İran, tarihinin hem köklü bir geçmişe dayanması hem de coğrafî konumu itibariyle her zaman güçlü bir ordu bulundurmak zorundadır. Jeopolitik konumu ele alındığında dünyanın ulaşım ağının her zaman göbeğinde yer almıştır. Dünya’daki birçok kaynağında var olduğu bir bölge olan Ortadoğu coğrafyasında konuşlanmıştır. Doğal olarak böyle özelliklere sahip bir coğrafyaya hükmeden bir devlet olduğundan kendisine ve ülkenin kaynaklarına yönelebilecek her tehdidi püskürtebilmek için caydırıcı niteliği bulunan bir silahlı kuvvete gereksinim vardır. İran’ın tarihi; Yunanlılar,Romalılar,Büyük İskender ve de Osmanlı Devleti ile giriştiği mücadelelerle doludur. (Yazarın notu:Buraya dikkat Müslüman olduktan sonra Osmanlıdan başka savaştıkları bir devlet yok ve bir de 1980’li yıllarda Irak ile savaşmaları var.)
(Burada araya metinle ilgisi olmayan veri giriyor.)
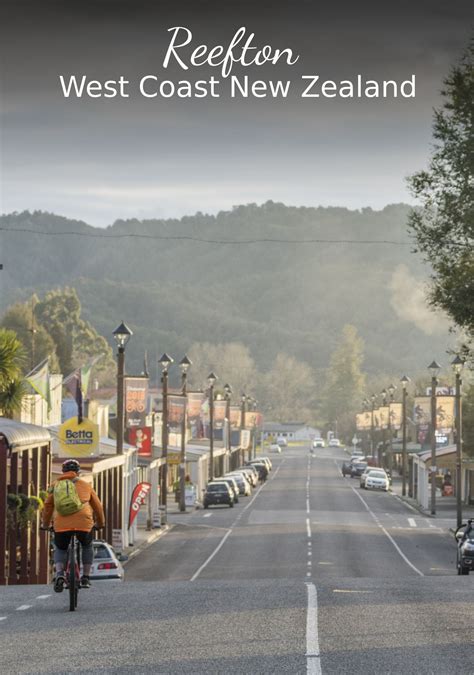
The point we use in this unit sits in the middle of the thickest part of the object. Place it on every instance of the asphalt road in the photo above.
(308, 575)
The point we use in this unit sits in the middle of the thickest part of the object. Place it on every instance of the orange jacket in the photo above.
(82, 520)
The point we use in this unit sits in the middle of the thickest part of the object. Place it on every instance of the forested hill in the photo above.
(174, 290)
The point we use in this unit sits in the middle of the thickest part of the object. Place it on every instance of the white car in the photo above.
(376, 480)
(106, 564)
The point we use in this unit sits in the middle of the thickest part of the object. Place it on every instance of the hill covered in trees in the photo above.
(176, 284)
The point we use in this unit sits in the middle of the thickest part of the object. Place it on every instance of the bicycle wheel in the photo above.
(72, 580)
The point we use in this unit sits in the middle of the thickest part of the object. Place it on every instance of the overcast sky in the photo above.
(99, 160)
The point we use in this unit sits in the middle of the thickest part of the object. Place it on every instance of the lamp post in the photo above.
(211, 378)
(122, 335)
(457, 364)
(391, 390)
(184, 365)
(372, 426)
(405, 380)
(383, 394)
(228, 396)
(434, 369)
(165, 363)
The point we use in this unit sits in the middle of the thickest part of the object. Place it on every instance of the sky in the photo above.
(102, 159)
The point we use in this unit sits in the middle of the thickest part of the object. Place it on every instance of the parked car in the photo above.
(376, 479)
(106, 563)
(358, 468)
(242, 481)
(251, 473)
(218, 492)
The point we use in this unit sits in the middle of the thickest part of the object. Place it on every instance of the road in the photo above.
(308, 575)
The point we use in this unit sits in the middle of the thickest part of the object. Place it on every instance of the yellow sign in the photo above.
(78, 440)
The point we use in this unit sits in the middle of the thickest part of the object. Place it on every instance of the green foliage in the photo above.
(345, 381)
(444, 226)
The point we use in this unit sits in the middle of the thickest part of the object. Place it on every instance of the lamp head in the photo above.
(122, 335)
(212, 379)
(165, 362)
(185, 363)
(457, 364)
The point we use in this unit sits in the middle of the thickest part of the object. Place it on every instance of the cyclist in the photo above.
(81, 522)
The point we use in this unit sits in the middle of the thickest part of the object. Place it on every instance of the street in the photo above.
(310, 574)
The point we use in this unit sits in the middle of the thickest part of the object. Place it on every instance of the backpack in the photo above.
(66, 499)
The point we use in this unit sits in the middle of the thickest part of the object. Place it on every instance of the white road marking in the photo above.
(313, 657)
(396, 546)
(221, 543)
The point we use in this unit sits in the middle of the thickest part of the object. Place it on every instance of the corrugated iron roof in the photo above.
(19, 434)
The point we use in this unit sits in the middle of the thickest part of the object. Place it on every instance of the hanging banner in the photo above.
(139, 494)
(395, 416)
(141, 438)
(445, 414)
(176, 412)
(383, 415)
(220, 407)
(235, 416)
(194, 403)
(135, 401)
(78, 440)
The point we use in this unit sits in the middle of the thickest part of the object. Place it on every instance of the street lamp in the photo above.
(457, 363)
(434, 369)
(165, 363)
(228, 396)
(211, 378)
(122, 335)
(184, 364)
(405, 380)
(373, 398)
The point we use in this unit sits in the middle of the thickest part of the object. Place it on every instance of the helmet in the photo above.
(71, 465)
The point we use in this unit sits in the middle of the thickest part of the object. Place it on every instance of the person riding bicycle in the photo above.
(80, 521)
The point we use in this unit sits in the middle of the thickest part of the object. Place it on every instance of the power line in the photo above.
(203, 240)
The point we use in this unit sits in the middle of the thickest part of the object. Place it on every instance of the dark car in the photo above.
(358, 468)
(218, 493)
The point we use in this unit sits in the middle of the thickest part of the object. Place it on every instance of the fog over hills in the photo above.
(288, 291)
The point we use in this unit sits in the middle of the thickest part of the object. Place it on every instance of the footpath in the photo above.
(445, 506)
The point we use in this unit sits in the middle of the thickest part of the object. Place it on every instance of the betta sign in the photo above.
(138, 498)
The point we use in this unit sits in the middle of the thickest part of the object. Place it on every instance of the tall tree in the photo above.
(345, 381)
(12, 357)
(444, 226)
(288, 389)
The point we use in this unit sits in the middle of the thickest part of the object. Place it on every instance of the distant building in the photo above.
(292, 431)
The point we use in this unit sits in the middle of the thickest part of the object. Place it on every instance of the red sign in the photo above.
(141, 439)
(138, 498)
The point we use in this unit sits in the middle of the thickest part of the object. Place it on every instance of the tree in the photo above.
(12, 357)
(36, 340)
(444, 226)
(231, 362)
(345, 381)
(288, 390)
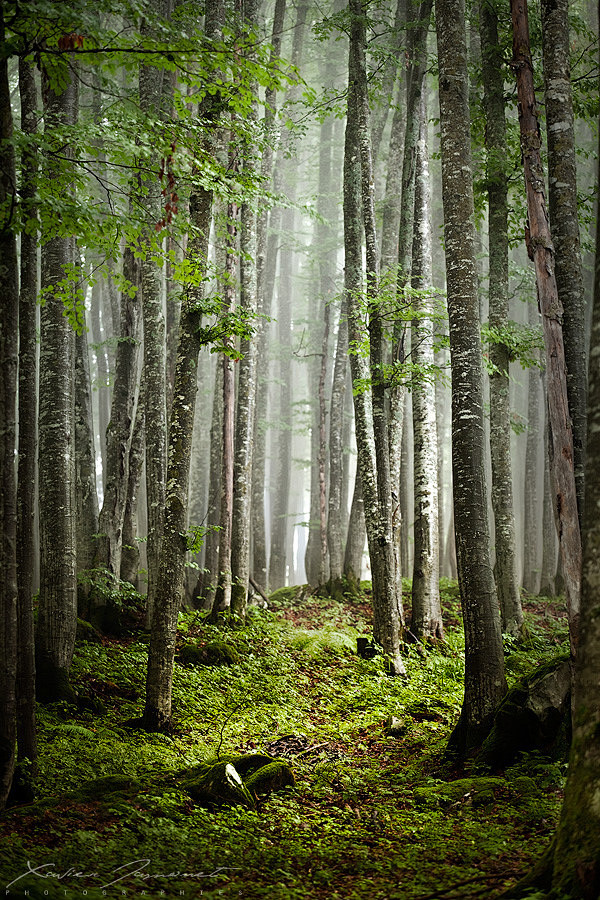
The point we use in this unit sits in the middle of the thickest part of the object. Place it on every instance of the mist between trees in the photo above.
(271, 282)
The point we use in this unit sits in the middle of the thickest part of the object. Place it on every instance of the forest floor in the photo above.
(369, 815)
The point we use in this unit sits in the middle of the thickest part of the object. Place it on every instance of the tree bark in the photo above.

1908’de İran’da petrolün bulunması tarihinde kritik bir dönüm noktası oldu. Böylece hem emperyalist devletlerin İran toprakları üzerindeki düşünceleri hem de İran’ın 20. yy.’na damgasını vuracak olan karmaşık sosyo-ekonomik yapı ortaya çıktı.
İran’ın kırsal kesiminde feodalizm egemendi ve büyük toprak sahipleriyle topraksız köylüler arasındaki uçurum oldukça derindi. Şehirlerde ise bazargan ya da çarşı adı verilen geleneksel küçük burjuvazi, esnaf tarihsel olarak etkin bir sınıf olarak göze çarpmaktaydı. Bu sınıf aynı zamanda toplumun en çabuk örgütlenebilen kesimini oluşturmaktaydı. Özgün bir hiyerarşiye sahip olan İran uleması, mollalar hem toprak sahipleri hem de çarşı esnafı arasında nüfuz sahibiydi. Pek çok açıdan bu sınıfların çıkarlarının temsilciliğini üstlendiği gibi vakıf mülklerine sahip olması açısından kendisi de ekonomik olarak toprak sahibi sayılırdı. Petrolün ekonomik bir ürün olarak devreye girmesiyle birlikte kapitalist ilişkilerin ülkede yayılmaya başlaması sonucunda bir ticaret burjuvazisi ve işçi sınıfı da ortaya çıkmış, 1940’lardan itibaren etkinliğini artıracak olan sanayi burjuvazisinin öncülleri oluşmaya başlamıştı. Ülke, emperyalist ülkeler açısından ise artık, en güçlünün en büyük dilimi alacağı bir pasta olarak görülmekteydi.